Pablo, listo como era, conocía muy bien a sus gentes cuando grita en pleno juicio ante las autoridades judías: “soy fariseo e hijo de fariseos, y me juzgan porque espero la resurrección de los muertos”. Los fariseos, piadosos, del pueblo, obedientes a la ley de Moisés que leen con primor de entendimiento y aplicación exacta a todos los avatares de su vida concreta, creían en la resurrección; pero los saduceos, clase alta, aferrados exclusivamente a las viejas letras y contrarios a toda novedad, no. Y se produce una gran disputa, quedando dividida la asamblea de sus juzgadores. Incluso, entonces, algunos letrados del partido de los fariseos gritan que no hallan en Pablo ningún delito.

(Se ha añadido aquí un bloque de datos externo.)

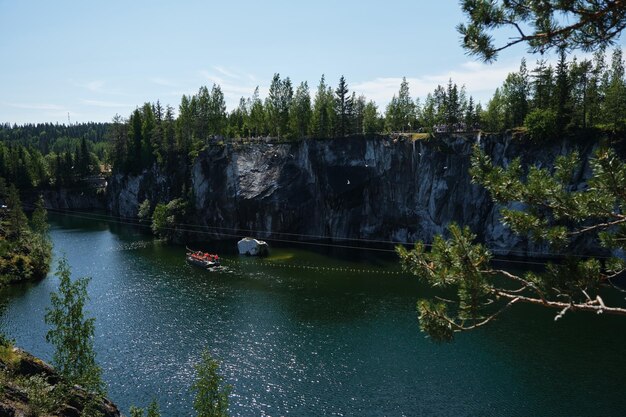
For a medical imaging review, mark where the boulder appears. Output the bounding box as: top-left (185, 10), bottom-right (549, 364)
top-left (237, 237), bottom-right (269, 256)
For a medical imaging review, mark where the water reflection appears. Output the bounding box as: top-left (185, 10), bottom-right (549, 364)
top-left (1, 213), bottom-right (626, 416)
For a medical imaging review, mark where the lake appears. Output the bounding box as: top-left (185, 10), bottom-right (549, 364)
top-left (1, 213), bottom-right (626, 416)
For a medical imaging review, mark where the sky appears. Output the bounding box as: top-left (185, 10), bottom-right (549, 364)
top-left (1, 0), bottom-right (624, 125)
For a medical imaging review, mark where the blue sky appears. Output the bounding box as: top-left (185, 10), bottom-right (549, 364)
top-left (1, 0), bottom-right (623, 124)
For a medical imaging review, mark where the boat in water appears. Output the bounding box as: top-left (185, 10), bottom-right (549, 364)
top-left (186, 249), bottom-right (220, 269)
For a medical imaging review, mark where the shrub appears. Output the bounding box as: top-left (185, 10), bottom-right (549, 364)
top-left (524, 108), bottom-right (558, 141)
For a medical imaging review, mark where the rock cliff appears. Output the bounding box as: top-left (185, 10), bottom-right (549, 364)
top-left (0, 347), bottom-right (121, 417)
top-left (108, 134), bottom-right (602, 256)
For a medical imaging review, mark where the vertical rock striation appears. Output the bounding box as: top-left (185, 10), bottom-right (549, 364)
top-left (108, 134), bottom-right (601, 256)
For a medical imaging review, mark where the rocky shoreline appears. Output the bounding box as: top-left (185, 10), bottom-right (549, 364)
top-left (0, 347), bottom-right (121, 417)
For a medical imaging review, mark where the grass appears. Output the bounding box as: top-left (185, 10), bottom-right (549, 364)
top-left (410, 133), bottom-right (431, 141)
top-left (0, 344), bottom-right (20, 368)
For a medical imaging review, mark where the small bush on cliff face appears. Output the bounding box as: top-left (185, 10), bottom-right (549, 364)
top-left (22, 375), bottom-right (59, 416)
top-left (151, 199), bottom-right (188, 242)
top-left (138, 199), bottom-right (152, 223)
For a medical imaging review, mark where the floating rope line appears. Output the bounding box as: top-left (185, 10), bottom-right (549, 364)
top-left (221, 257), bottom-right (405, 275)
top-left (23, 205), bottom-right (580, 267)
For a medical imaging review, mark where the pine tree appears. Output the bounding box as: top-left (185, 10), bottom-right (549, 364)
top-left (208, 84), bottom-right (227, 137)
top-left (395, 4), bottom-right (626, 340)
top-left (531, 60), bottom-right (554, 110)
top-left (5, 185), bottom-right (27, 239)
top-left (352, 94), bottom-right (366, 135)
top-left (129, 109), bottom-right (143, 173)
top-left (110, 114), bottom-right (128, 173)
top-left (266, 74), bottom-right (292, 138)
top-left (249, 87), bottom-right (266, 137)
top-left (163, 106), bottom-right (177, 171)
top-left (334, 76), bottom-right (353, 137)
top-left (501, 59), bottom-right (529, 128)
top-left (602, 47), bottom-right (626, 130)
top-left (397, 77), bottom-right (415, 131)
top-left (362, 101), bottom-right (380, 134)
top-left (587, 49), bottom-right (606, 127)
top-left (554, 49), bottom-right (572, 133)
top-left (311, 75), bottom-right (334, 138)
top-left (289, 81), bottom-right (312, 138)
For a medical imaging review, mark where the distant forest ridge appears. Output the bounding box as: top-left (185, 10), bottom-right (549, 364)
top-left (1, 47), bottom-right (626, 188)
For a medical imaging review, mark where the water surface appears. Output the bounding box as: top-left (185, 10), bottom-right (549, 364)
top-left (2, 213), bottom-right (626, 416)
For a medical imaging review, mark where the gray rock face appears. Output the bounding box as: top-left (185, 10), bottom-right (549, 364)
top-left (109, 134), bottom-right (602, 257)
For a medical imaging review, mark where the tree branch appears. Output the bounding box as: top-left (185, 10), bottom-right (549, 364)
top-left (495, 290), bottom-right (626, 316)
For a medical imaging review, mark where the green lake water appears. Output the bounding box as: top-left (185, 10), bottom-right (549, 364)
top-left (1, 213), bottom-right (626, 416)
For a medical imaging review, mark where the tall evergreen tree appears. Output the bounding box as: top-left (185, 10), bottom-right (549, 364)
top-left (531, 60), bottom-right (554, 110)
top-left (249, 87), bottom-right (266, 137)
top-left (362, 100), bottom-right (380, 134)
top-left (352, 94), bottom-right (366, 135)
top-left (310, 75), bottom-right (335, 138)
top-left (586, 49), bottom-right (606, 127)
top-left (208, 84), bottom-right (227, 136)
top-left (141, 103), bottom-right (156, 169)
top-left (129, 108), bottom-right (143, 173)
top-left (334, 76), bottom-right (353, 137)
top-left (289, 81), bottom-right (312, 138)
top-left (110, 114), bottom-right (128, 173)
top-left (554, 49), bottom-right (573, 132)
top-left (603, 47), bottom-right (626, 129)
top-left (501, 59), bottom-right (530, 128)
top-left (266, 74), bottom-right (292, 138)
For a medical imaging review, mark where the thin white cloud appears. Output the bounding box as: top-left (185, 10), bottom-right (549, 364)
top-left (4, 102), bottom-right (66, 110)
top-left (150, 77), bottom-right (179, 87)
top-left (199, 70), bottom-right (225, 86)
top-left (352, 60), bottom-right (520, 106)
top-left (73, 79), bottom-right (127, 96)
top-left (213, 66), bottom-right (241, 79)
top-left (198, 69), bottom-right (265, 107)
top-left (81, 99), bottom-right (131, 108)
top-left (73, 80), bottom-right (106, 93)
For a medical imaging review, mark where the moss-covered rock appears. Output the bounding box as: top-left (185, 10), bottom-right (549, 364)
top-left (0, 347), bottom-right (121, 417)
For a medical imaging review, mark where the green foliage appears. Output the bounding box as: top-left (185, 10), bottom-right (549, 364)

Se llevaron a Pablo a la cárcel. Por la noche, se le apareció el Señor: “Has dado testimonio en favor mío en Jerusalén, ahora tienes que darlo en Roma”. No se refiere sólo a que haya predicado la cruz y la resurrección de Jesús en Jerusalén, ni que haya sido el primero en hacerlo, como tampoco lo va a ser en Roma, sino que ha dado testimonio a las autoridades en el sitio mismo en que ellas ejercen su potestad.

El trabajo del Apóstol en Jerusalén está cumplido. Ahora falta sólo cumplirlo igualmente ante la autoridad romana en el lugar en donde ella ejerce su potestad. Así, el anuncio se habrá cumplido: “id a todo el mundo y predicad la buena noticia”.

Jesús nos pide ser uno en él y por él. ¿Cómo podía ser de otro modo, cuando predicamos una salvación que no es nuestra, sino suya, que la aportamos nosotros si lo hacemos en él y con él? El Padre nos confió a Cristo para que estemos con él donde él está, y contemplemos su gloria.

 La Virgen María sabía que, aunque el mundo no le hubiera conocido, ella le conoció … sabía que Dios Padre le envió.